Dateline: Michigan—According to Michigan State University's State News, a would-be cat burglar successfully broke into a local art gallery by removing a skylight and lowering himself down on a rope. Unfortunately, the man was unable to climb back up the rope and ended up calling police for assistance. According to the newspaper, the man was picked up by the security system at Saper Galleries in East Lansing the moment he started lowering himself down the rope. The gallery's cameras then recorded him trying unsuccessfully to climb out again, realizing he was locked in and finally using the gallery's own phone to call the police.
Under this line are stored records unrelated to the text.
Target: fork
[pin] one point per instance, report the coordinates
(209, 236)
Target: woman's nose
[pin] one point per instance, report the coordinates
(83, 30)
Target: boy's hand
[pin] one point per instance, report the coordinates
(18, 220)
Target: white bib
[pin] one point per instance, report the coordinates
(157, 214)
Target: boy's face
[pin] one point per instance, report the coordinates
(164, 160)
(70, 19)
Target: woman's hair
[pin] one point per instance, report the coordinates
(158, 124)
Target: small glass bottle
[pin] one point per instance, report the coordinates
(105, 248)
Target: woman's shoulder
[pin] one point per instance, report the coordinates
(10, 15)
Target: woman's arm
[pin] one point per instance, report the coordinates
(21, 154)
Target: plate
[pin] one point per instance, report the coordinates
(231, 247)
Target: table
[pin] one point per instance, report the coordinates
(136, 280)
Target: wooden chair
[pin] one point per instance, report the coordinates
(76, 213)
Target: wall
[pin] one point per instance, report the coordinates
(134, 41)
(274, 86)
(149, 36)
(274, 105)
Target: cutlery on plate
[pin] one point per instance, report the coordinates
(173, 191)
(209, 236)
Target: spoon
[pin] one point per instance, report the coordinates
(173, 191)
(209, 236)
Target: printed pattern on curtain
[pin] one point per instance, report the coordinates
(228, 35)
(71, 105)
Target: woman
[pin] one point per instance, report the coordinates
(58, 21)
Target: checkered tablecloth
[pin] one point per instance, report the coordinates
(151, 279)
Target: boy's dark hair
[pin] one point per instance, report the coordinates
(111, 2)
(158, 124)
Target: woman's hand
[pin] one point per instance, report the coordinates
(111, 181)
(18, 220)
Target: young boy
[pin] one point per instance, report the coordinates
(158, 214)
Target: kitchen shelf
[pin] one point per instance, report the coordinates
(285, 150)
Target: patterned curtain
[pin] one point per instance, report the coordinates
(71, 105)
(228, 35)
Gallery owner Roy Saper said, “There are professional thieves, but this guy was not only not a professional, he wasn't even an apprentice—he was a total loser.”

Dateline: Wisconsin—In other dumb criminal news, an 18-year-old Green Bay man was arrested for making a habit of robbing his local gas station. The teen was apprehended as he tried to rob the East Mason Shell station for the third time in a week. The first robbery occurred Tuesday night, the next one on Friday night. Both were perpetrated by a young man on a bicycle. After those two robberies, Officer Dave Steffans staked out the station area. Sure enough, on Saturday night, Christopher R. Harris, who matched the description of the robber in the previous two cases, rode his bicycle to the gas station. He was taken into custody without incident. Harris is now charged with three counts of armed robbery.

Dateline: Ohio--A Cincinnati man, facing incarceration for selling drugs, tried to tell the judge he's suffered enough thanks to his state's cicada infestation. According to the Cincinnati Post, Joe Armstrong had been convicted of selling $20 worth of cocaine and was facing sentencing before Hamilton County Common Pleas Court Judge Steve Martin on June 30. Before deciding whether to give Armstrong the maximum of one year in prison, Judge Martin asked him if there was anything he wanted to say. Armstrong asked for probation instead of jail time, because this spring's invasion of Brood X cicadas had been enough punishment. “What do the cicadas have to do with it?” asked Martin. “They caused my wife, she was terrified, so she rode me as long as they was here,” Armstrong replied. “I suffered so much mental anguish, it's just by the grace of God that I still have my sanity at this point.” Despite Armstrong's plea, Martin decided that probation would not be appropriate, noting that the convicted drug dealer had been placed on probation 10 times since 1985, had not completed any of the terms of probation and was a wanted felon in Alabama on a 1996 violation. Armstrong was sentenced to six months in the Hamilton County Justice Center.